I also like dictating a first (or subsequent draft) into a digital voice recorder to spit ideas (or rephrasings) out; then having my computer transcribe the dictation; then automatically adjusting the text (with premade regex sequences and/or on-the-fly find and replace); then reorganizing the structure; etc. In this regard, my workflow is just a modern version of ancient rhetorical principles (the canons of rhetoric, etc.).

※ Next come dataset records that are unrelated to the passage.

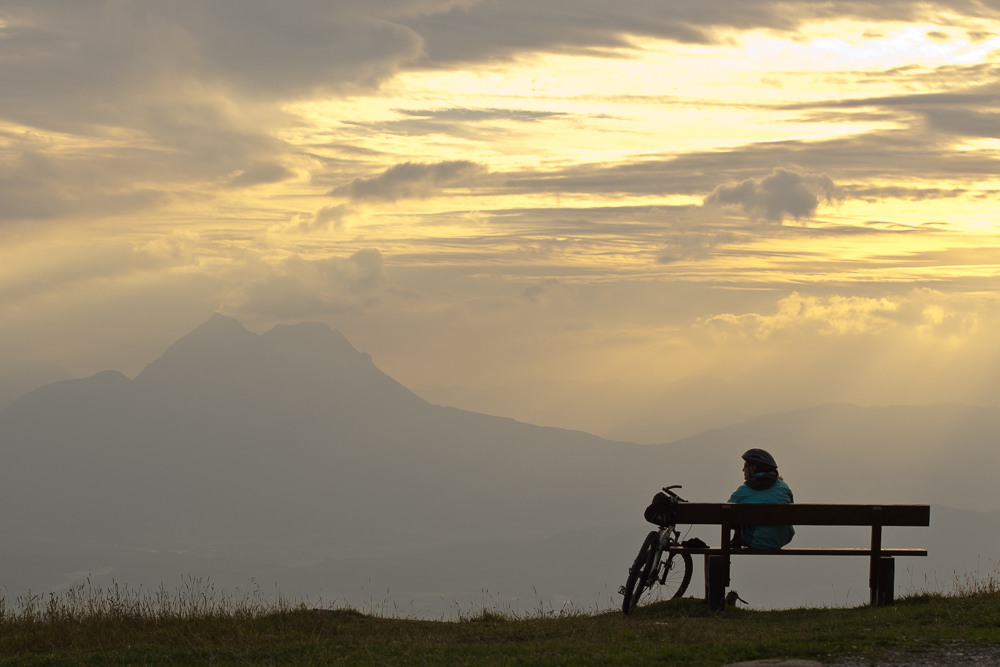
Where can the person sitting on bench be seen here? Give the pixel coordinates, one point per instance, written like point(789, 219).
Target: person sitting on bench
point(762, 484)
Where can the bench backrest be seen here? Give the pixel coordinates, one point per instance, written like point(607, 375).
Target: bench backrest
point(804, 514)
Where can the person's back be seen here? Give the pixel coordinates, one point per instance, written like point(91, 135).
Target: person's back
point(762, 485)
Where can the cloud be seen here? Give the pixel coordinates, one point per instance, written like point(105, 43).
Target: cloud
point(490, 31)
point(834, 315)
point(923, 312)
point(260, 174)
point(307, 288)
point(782, 193)
point(413, 180)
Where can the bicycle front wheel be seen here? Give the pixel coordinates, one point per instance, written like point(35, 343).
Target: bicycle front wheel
point(638, 574)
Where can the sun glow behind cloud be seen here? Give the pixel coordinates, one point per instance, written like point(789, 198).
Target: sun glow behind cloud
point(568, 190)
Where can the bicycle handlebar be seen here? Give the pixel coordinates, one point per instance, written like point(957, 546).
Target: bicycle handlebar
point(667, 490)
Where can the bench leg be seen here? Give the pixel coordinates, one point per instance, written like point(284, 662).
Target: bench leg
point(715, 582)
point(886, 581)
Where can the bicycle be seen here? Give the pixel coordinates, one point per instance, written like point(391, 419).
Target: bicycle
point(651, 568)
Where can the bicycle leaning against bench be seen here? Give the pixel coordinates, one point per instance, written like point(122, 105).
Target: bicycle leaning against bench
point(672, 572)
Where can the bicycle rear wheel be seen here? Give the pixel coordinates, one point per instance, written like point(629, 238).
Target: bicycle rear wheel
point(675, 574)
point(638, 574)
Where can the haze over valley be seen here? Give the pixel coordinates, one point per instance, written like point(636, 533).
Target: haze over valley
point(289, 456)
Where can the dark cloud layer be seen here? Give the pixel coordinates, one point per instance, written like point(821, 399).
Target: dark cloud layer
point(413, 180)
point(490, 30)
point(782, 193)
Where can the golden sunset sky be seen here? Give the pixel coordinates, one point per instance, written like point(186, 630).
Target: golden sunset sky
point(544, 209)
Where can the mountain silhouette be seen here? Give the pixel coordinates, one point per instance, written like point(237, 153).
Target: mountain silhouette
point(234, 435)
point(290, 453)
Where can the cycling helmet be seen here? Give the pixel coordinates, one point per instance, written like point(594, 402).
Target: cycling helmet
point(761, 458)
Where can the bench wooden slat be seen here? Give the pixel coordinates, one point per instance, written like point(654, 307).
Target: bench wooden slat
point(803, 514)
point(800, 552)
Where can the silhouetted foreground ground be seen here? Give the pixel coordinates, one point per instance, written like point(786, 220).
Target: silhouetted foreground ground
point(115, 629)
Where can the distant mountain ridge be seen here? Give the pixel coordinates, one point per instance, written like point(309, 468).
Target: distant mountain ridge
point(293, 446)
point(293, 428)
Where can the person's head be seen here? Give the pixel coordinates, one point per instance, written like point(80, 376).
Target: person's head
point(758, 460)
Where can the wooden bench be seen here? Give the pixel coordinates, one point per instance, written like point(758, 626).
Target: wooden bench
point(727, 515)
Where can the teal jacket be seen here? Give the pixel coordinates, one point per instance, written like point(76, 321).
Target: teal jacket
point(765, 537)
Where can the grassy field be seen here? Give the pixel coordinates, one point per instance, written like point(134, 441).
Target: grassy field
point(122, 628)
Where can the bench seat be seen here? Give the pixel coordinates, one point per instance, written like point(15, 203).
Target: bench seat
point(798, 552)
point(731, 515)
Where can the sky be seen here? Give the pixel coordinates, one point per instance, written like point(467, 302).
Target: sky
point(549, 210)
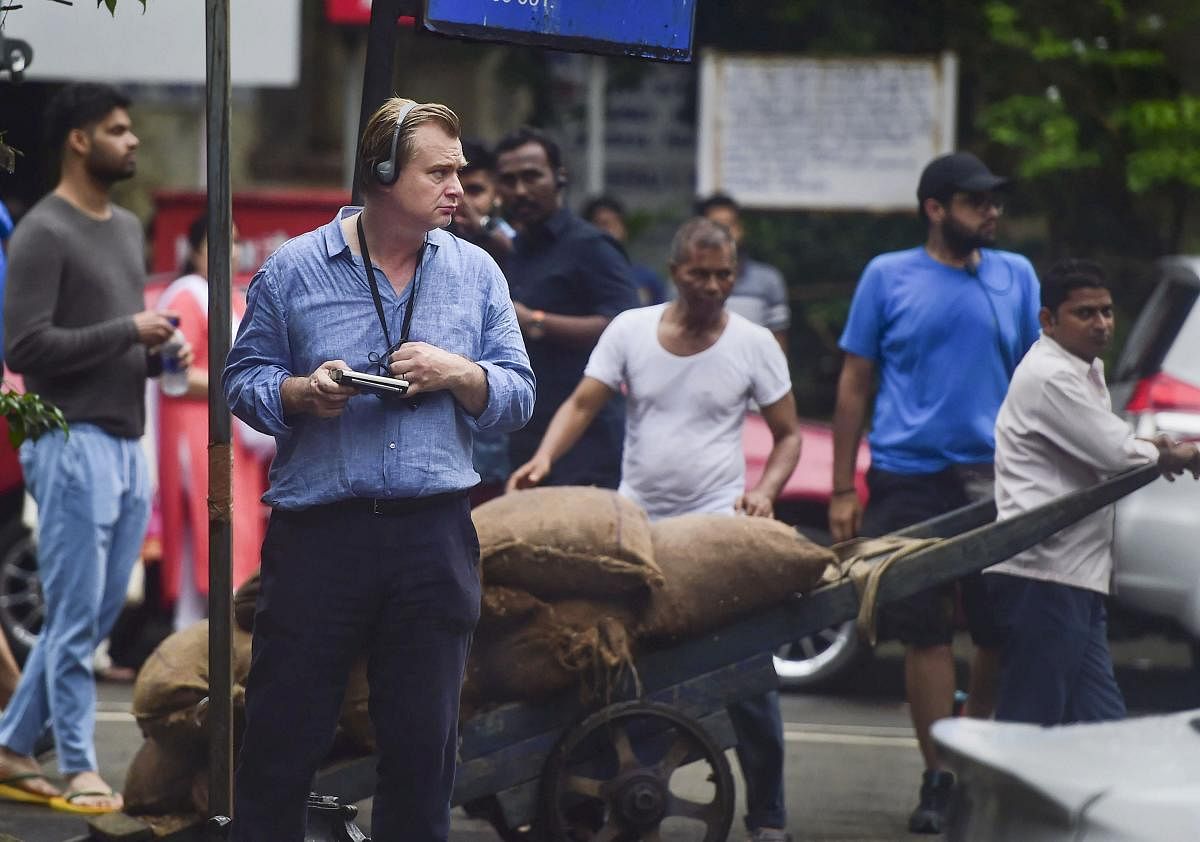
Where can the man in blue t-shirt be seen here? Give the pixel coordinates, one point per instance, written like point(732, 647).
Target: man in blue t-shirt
point(934, 336)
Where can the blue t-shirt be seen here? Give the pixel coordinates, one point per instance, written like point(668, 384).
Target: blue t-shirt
point(945, 343)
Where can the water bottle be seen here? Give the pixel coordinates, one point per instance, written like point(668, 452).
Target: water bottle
point(173, 382)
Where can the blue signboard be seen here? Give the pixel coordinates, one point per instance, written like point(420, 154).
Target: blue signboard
point(652, 29)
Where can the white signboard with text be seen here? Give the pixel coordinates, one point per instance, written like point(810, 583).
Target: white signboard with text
point(790, 132)
point(163, 44)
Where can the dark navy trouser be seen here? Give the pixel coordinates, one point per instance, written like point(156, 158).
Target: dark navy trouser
point(1055, 663)
point(403, 589)
point(759, 726)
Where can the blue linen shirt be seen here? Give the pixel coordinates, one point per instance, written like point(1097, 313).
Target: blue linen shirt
point(311, 302)
point(946, 343)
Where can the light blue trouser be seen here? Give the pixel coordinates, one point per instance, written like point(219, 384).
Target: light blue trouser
point(93, 505)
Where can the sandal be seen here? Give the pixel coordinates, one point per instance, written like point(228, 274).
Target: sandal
point(66, 803)
point(12, 791)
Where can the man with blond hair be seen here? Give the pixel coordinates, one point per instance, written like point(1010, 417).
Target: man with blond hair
point(371, 547)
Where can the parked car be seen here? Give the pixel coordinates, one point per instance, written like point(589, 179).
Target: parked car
point(817, 660)
point(1114, 781)
point(1156, 384)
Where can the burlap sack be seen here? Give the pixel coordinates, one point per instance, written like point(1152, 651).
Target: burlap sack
point(502, 609)
point(174, 679)
point(565, 541)
point(575, 643)
point(719, 569)
point(160, 780)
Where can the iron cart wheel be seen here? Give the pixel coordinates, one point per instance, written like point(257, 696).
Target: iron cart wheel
point(637, 771)
point(22, 608)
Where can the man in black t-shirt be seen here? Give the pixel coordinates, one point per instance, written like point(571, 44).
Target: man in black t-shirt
point(568, 280)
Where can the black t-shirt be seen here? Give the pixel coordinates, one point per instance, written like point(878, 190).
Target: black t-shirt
point(569, 268)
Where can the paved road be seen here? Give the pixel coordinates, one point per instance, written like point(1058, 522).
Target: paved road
point(852, 763)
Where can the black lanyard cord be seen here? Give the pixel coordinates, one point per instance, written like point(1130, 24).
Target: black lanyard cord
point(378, 301)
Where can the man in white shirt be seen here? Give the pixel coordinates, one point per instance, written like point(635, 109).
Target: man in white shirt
point(690, 370)
point(1055, 434)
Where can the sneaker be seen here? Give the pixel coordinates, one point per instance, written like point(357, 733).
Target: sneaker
point(768, 835)
point(929, 817)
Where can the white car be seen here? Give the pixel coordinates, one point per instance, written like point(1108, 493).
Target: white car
point(1131, 781)
point(1156, 384)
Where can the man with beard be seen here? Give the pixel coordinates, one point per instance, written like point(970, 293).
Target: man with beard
point(941, 328)
point(568, 280)
point(76, 328)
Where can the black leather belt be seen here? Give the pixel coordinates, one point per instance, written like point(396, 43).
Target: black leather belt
point(382, 506)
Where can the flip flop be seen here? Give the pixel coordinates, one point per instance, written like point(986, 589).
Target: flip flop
point(10, 791)
point(65, 803)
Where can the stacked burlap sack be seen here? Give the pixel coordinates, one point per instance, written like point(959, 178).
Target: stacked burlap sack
point(168, 776)
point(576, 582)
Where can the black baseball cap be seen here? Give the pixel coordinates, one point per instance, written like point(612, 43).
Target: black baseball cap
point(958, 172)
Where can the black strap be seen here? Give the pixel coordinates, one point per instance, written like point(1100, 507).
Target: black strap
point(378, 301)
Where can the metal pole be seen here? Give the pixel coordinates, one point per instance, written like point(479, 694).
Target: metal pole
point(598, 82)
point(220, 210)
point(379, 70)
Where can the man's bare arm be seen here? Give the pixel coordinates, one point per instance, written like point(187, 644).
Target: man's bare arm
point(856, 389)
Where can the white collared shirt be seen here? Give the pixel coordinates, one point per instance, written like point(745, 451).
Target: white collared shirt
point(1056, 434)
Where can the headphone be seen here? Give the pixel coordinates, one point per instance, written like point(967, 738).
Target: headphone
point(385, 170)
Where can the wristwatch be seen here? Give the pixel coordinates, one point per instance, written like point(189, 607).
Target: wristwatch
point(537, 326)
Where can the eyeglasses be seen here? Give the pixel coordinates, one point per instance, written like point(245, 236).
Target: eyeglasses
point(982, 202)
point(700, 274)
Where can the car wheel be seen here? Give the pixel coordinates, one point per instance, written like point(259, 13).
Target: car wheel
point(22, 608)
point(820, 660)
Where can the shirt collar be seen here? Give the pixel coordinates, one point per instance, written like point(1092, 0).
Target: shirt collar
point(1079, 366)
point(336, 244)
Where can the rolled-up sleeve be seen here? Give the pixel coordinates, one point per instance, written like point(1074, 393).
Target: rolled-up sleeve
point(1089, 432)
point(504, 360)
point(261, 359)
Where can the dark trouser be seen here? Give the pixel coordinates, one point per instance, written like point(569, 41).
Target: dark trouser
point(402, 589)
point(759, 726)
point(899, 500)
point(1055, 663)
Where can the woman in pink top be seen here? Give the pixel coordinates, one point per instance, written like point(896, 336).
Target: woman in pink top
point(183, 455)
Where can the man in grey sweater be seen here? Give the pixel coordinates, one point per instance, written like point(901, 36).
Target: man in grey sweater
point(77, 328)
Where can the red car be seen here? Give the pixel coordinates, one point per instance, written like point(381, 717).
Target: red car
point(820, 659)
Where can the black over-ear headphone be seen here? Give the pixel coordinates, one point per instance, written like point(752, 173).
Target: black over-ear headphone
point(385, 170)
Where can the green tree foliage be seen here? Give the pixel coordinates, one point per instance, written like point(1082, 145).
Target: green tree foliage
point(29, 416)
point(1093, 101)
point(111, 5)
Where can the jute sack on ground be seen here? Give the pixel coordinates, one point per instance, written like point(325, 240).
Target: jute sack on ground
point(174, 679)
point(160, 780)
point(719, 569)
point(565, 541)
point(573, 643)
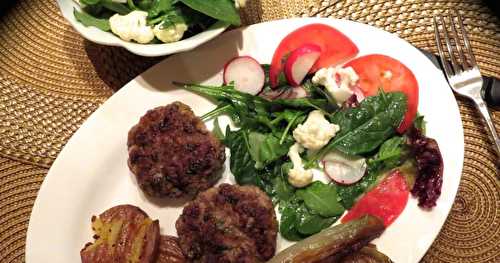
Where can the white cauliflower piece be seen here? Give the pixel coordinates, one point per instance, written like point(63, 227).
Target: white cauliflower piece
point(315, 132)
point(172, 33)
point(240, 3)
point(337, 81)
point(132, 27)
point(298, 176)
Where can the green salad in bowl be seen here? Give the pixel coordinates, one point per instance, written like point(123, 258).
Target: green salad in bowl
point(156, 21)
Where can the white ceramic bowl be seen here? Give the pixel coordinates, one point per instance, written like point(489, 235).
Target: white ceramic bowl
point(149, 50)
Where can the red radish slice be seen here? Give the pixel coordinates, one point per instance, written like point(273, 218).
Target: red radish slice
point(386, 201)
point(336, 48)
point(300, 62)
point(246, 73)
point(298, 92)
point(344, 169)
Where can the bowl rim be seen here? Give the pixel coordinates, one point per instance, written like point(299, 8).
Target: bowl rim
point(93, 34)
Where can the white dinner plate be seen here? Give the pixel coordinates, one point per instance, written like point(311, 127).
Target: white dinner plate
point(91, 174)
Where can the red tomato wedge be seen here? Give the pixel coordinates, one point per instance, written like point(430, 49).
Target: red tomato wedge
point(386, 201)
point(379, 71)
point(336, 48)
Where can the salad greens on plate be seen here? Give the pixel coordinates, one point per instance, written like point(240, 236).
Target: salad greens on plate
point(323, 140)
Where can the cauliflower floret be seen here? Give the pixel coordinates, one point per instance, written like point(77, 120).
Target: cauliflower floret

One of the best techniques I've found and implemented (and one of the best regexes to automatically apply to dictations) is to put every sentence on its own line in a plain text file, with blank lines between paragraphs. This makes reorganizing my thoughts / general editing much easier and faster (e.g., using keyboard shortcuts to move lines up and down in Sublime Text).
Also, for easily planning out and automatically applying regex sequences (and more!) check out TextSoap for macOS. It's easily one of my favorite apps of all time. There is also an Alfred integration.
Works for me.
There's even a phrase for it. Anne Lamott wrote a really good book for aspiring (fiction) writers -- and one of the chapters urged them to accept and aspire to "shitty first drafts."
https://wrd.as.uky.edu/sites/default/files/1-Shitty%20First%...
apothegm•5h ago
Most people do better with a draft pass plus an editing pass than just a single draft, though. Even if your first drafts tend to be fairly polished, an editing pass rarely hurts.